NEKHLYUDOV AND KATUSHA
AND so the evening passed and night came. The doctor went to bed. Nekhlyudov’s aunts had also retired; and he knew that Matrena Pavlovna was now with them in their bedroom, so that Katusha was sure to be alone in the maids’ sitting-room. He again went out into the porch. It was dark, damp, and warm out of doors, and that white spring mist which drives away the last snow, or is caused by the thawing of the last snow, filled the air. From the river below the hill, about a hundred paces from the front door, came a strange sound. It was the ice breaking up. Nekhlyudov descended the steps and went to the window of the maids’ room, stepping over the puddles on the patches of glazed snow. His heart was beating so fiercely in his breast that he seemed to hear it; his laboured breath came and went in a burst of long-drawn sighs. In the maids’ room a small lamp was burning, and Katusha sat alone by the table looking thoughtfully in front of her. Nekhlyudov stood a long time without moving, and waited to see what she, not knowing that she was observed, would do. For a minute or two she did not move; then she lifted her eyes, smiled and shook her head as if chiding herself, then changed her pose and dropped both her arms on the table and again began gazing down before her. He stood and looked at her, involuntarily listening to the beating of his own heart and the strange sounds from the river. There on the river, beneath the white mist, the unceasing labour went on, and sounds as of something sobbing, cracking, dropping, being shattered to pieces, mingled with the tinkling of the thin bits of ice as they broke against each other like glass.
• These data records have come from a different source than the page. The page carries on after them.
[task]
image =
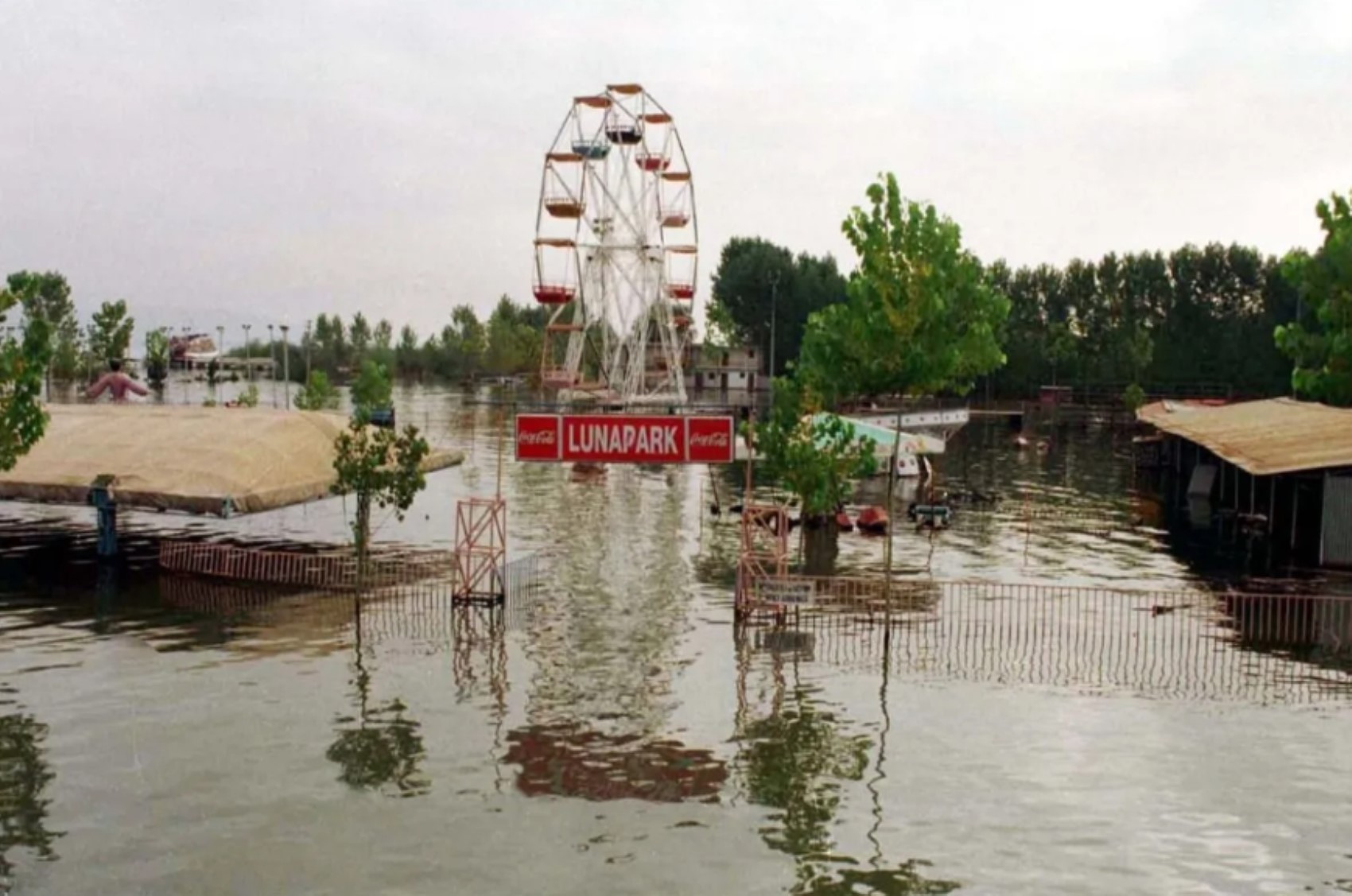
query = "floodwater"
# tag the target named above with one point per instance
(616, 734)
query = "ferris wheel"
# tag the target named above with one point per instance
(617, 252)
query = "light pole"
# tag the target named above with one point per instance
(774, 308)
(272, 355)
(286, 368)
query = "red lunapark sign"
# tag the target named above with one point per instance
(624, 438)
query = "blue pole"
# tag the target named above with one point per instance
(107, 508)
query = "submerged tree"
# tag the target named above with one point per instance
(921, 315)
(23, 364)
(318, 394)
(1323, 355)
(382, 467)
(818, 460)
(110, 334)
(761, 293)
(157, 357)
(372, 390)
(46, 297)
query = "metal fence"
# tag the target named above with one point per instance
(1268, 648)
(336, 569)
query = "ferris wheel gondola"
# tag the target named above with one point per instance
(617, 252)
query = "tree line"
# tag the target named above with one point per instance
(1197, 320)
(919, 315)
(509, 343)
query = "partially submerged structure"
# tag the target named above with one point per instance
(1280, 467)
(206, 461)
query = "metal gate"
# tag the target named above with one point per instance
(1336, 546)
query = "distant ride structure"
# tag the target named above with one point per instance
(617, 252)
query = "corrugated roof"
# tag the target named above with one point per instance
(1263, 438)
(185, 459)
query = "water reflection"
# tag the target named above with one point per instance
(379, 747)
(569, 760)
(794, 758)
(23, 780)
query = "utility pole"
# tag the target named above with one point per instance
(774, 308)
(286, 368)
(272, 355)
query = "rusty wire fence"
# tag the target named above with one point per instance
(334, 571)
(1182, 643)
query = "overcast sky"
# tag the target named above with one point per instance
(286, 157)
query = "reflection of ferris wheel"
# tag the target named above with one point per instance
(616, 250)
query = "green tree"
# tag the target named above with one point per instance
(514, 339)
(921, 315)
(372, 390)
(760, 288)
(407, 360)
(383, 337)
(1323, 353)
(157, 357)
(817, 460)
(318, 394)
(23, 364)
(382, 467)
(471, 339)
(110, 334)
(359, 337)
(48, 297)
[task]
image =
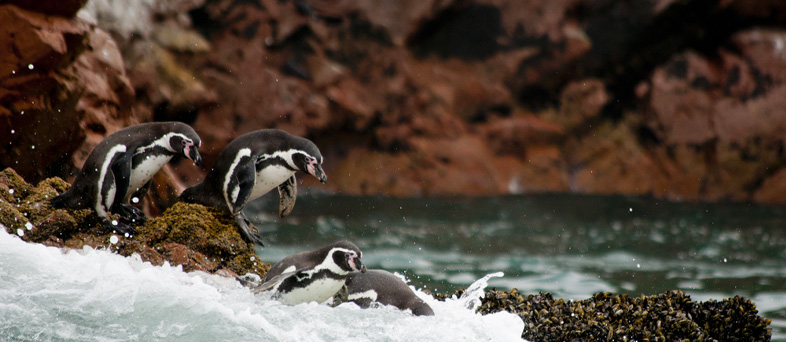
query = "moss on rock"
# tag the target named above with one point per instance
(191, 235)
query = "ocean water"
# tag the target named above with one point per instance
(570, 245)
(47, 294)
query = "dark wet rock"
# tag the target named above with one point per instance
(196, 237)
(671, 316)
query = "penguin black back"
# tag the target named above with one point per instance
(126, 158)
(383, 287)
(252, 165)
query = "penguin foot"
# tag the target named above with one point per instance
(248, 230)
(118, 227)
(131, 214)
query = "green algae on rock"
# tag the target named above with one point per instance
(196, 237)
(207, 231)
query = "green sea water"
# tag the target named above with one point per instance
(569, 245)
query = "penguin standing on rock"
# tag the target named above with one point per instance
(123, 164)
(313, 276)
(252, 165)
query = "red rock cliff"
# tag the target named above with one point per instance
(678, 99)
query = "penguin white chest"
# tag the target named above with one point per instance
(318, 291)
(268, 179)
(145, 171)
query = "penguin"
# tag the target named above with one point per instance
(312, 276)
(123, 164)
(383, 287)
(252, 165)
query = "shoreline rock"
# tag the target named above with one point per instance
(196, 237)
(205, 239)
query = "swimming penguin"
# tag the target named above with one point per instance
(123, 164)
(249, 167)
(380, 286)
(312, 276)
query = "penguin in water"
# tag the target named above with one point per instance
(383, 287)
(122, 165)
(312, 276)
(249, 167)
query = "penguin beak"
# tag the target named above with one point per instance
(316, 170)
(193, 153)
(359, 265)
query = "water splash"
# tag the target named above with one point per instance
(471, 297)
(96, 295)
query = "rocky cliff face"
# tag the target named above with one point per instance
(678, 99)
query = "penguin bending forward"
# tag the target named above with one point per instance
(383, 287)
(312, 276)
(123, 164)
(252, 165)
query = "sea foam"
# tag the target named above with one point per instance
(94, 295)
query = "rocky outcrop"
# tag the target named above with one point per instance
(190, 235)
(670, 316)
(416, 98)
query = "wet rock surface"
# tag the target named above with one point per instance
(670, 316)
(196, 237)
(205, 239)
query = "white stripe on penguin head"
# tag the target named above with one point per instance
(163, 142)
(101, 207)
(286, 155)
(242, 153)
(330, 265)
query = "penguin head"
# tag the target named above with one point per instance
(187, 145)
(347, 257)
(311, 164)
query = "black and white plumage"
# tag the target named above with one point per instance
(380, 286)
(252, 165)
(313, 276)
(123, 164)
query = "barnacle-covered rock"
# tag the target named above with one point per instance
(670, 316)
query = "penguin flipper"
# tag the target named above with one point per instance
(121, 170)
(277, 280)
(273, 282)
(287, 194)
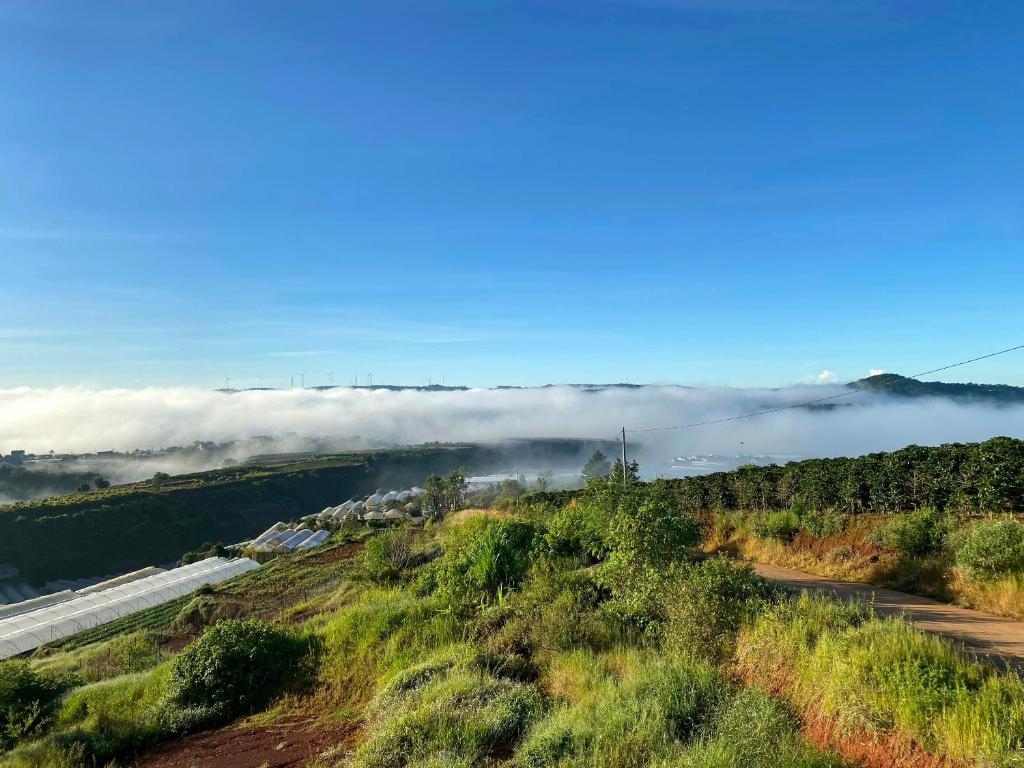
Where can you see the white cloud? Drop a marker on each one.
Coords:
(89, 419)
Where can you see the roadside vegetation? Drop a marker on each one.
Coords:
(589, 632)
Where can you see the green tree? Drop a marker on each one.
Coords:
(455, 491)
(433, 496)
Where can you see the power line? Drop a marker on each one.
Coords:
(852, 391)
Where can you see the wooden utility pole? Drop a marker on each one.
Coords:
(624, 457)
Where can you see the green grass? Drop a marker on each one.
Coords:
(545, 674)
(885, 677)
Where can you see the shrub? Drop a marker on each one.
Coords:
(991, 549)
(27, 701)
(481, 558)
(625, 710)
(879, 676)
(113, 718)
(445, 717)
(579, 530)
(913, 534)
(708, 605)
(556, 610)
(648, 527)
(779, 525)
(389, 553)
(820, 524)
(236, 667)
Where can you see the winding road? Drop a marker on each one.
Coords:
(1000, 640)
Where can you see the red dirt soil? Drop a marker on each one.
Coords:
(285, 743)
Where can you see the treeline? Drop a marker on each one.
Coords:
(960, 477)
(127, 527)
(963, 477)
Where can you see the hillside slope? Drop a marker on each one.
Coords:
(902, 386)
(127, 527)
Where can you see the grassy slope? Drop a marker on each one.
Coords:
(128, 527)
(538, 678)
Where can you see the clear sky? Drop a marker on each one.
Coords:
(739, 192)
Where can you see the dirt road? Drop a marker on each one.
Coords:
(983, 635)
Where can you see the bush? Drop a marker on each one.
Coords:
(482, 558)
(650, 536)
(235, 668)
(27, 701)
(820, 524)
(648, 527)
(779, 525)
(913, 534)
(386, 555)
(579, 530)
(623, 710)
(437, 716)
(708, 606)
(991, 549)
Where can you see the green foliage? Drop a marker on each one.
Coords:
(389, 553)
(709, 604)
(27, 701)
(555, 610)
(123, 654)
(883, 676)
(236, 667)
(991, 549)
(615, 719)
(968, 477)
(779, 525)
(445, 714)
(649, 535)
(914, 534)
(482, 559)
(648, 527)
(579, 530)
(823, 523)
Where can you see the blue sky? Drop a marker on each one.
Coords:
(738, 192)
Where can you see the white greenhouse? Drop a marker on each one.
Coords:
(26, 632)
(315, 540)
(296, 540)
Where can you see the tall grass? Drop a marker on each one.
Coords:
(885, 677)
(634, 708)
(385, 631)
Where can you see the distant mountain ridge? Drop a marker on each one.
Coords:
(902, 386)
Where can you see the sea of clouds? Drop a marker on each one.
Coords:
(84, 420)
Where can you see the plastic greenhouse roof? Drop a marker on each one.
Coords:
(29, 631)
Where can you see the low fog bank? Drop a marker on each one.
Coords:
(85, 420)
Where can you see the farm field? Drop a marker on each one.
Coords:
(592, 631)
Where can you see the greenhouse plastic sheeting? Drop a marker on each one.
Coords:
(296, 540)
(29, 631)
(315, 540)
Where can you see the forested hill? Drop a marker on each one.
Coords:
(902, 386)
(969, 477)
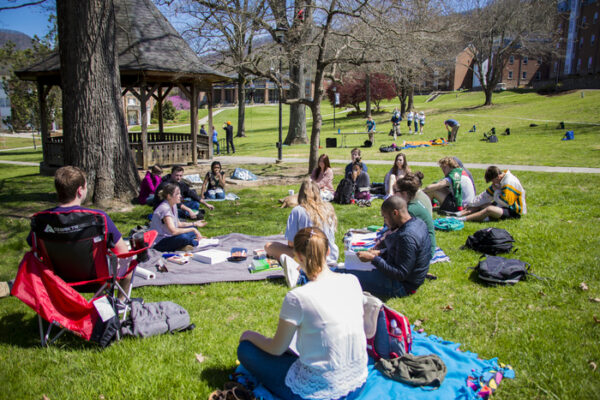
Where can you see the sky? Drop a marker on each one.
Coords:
(32, 20)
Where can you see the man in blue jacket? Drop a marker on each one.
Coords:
(401, 259)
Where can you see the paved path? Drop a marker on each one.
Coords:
(534, 168)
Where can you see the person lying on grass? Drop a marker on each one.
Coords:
(326, 315)
(173, 234)
(504, 198)
(310, 211)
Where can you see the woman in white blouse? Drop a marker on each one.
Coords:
(326, 315)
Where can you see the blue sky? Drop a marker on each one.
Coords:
(31, 20)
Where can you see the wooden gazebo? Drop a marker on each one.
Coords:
(153, 59)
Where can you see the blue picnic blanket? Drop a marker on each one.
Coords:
(468, 376)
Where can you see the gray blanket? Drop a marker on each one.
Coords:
(195, 272)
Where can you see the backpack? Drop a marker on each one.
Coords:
(490, 241)
(502, 270)
(344, 191)
(388, 332)
(448, 224)
(149, 319)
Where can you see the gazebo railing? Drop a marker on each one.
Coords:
(174, 148)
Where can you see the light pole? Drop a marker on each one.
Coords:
(334, 90)
(280, 36)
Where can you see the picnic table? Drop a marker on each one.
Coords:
(344, 134)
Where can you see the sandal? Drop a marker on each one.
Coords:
(237, 391)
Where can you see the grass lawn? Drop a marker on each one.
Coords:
(545, 329)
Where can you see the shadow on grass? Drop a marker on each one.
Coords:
(22, 330)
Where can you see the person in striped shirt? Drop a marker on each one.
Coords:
(503, 199)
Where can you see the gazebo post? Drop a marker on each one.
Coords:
(42, 93)
(210, 121)
(160, 120)
(194, 121)
(144, 121)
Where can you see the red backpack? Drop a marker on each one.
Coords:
(388, 331)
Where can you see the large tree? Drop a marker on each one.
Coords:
(495, 30)
(95, 134)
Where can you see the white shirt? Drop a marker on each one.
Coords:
(331, 340)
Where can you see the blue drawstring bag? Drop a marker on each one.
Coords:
(243, 174)
(448, 224)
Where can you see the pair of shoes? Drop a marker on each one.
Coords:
(290, 270)
(232, 391)
(363, 203)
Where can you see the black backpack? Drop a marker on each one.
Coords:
(344, 191)
(490, 241)
(502, 270)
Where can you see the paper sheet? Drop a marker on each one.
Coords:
(144, 273)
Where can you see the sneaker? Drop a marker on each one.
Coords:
(290, 270)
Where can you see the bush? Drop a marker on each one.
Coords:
(168, 112)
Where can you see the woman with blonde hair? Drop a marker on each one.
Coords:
(399, 169)
(326, 316)
(310, 211)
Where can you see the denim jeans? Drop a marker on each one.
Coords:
(271, 370)
(377, 283)
(176, 242)
(215, 194)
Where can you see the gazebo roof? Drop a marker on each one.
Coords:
(149, 49)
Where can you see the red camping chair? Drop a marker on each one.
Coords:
(70, 254)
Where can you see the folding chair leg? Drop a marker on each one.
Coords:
(44, 337)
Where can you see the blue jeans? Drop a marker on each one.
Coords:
(271, 370)
(173, 243)
(377, 283)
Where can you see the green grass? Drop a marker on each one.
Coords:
(544, 329)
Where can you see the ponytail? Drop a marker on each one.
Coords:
(312, 244)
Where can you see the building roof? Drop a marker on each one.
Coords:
(149, 49)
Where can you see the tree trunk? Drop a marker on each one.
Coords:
(411, 92)
(297, 123)
(315, 134)
(368, 92)
(95, 133)
(488, 95)
(241, 107)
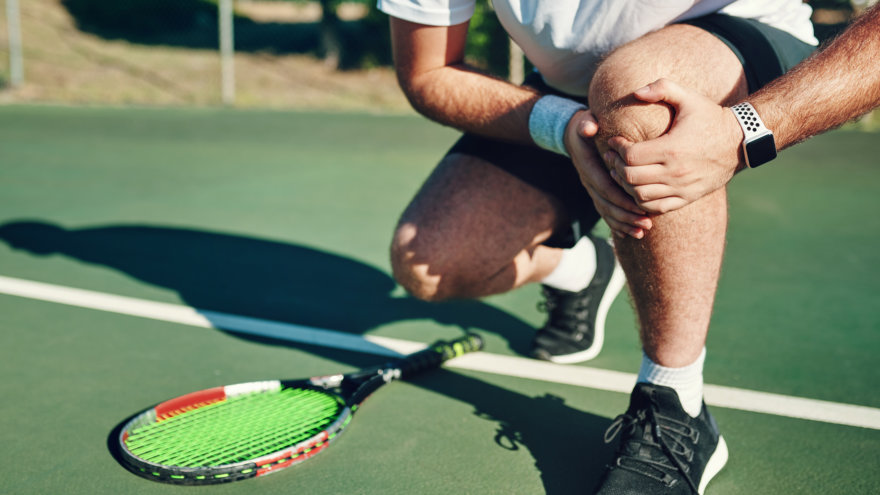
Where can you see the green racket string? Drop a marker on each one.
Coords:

There he stood, looking at Katusha’s serious, suffering face, which betrayed the inner struggle of her soul, and he felt pity for her; but, strange though it may seem, this pity only increased his desire. Desire had taken entire possession of him.
He knocked at the window. She started as if she had received an electric shock, her whole body trembled, and a look of terror came into her face. Then she jumped up, approached the window, and brought her face close to the pane. The look of terror did not leave her face even when, holding her hands up to her eyes like blinkers and peering through the glass, she recognised him. Her face was unusually grave; he had never seen it so before. She returned his smile, but only in submission to him; there was no smile in her soul, only fear. He beckoned her with his hand to come out into the yard to him. But she shook her head and remained at the window. He brought his face close to the pane, and was going to call out to her, but at that moment she turned to the door. Evidently some one inside had called her. Nekhlyudov moved away from the window. The mist was so dense that five steps from the house the windows could not be seen, but the light from the lamp shone red and huge out of a shapeless black mass. And on the river the same strange sounds went on, sobbing and rustling and cracking and tinkling. Somewhere in the mist not far off, a cock crowed; another answered, and then others far in the village took up the cry, till the sound of the crowing blent into one, while all around was silent excepting the river. It was the second time the cocks crowed that night.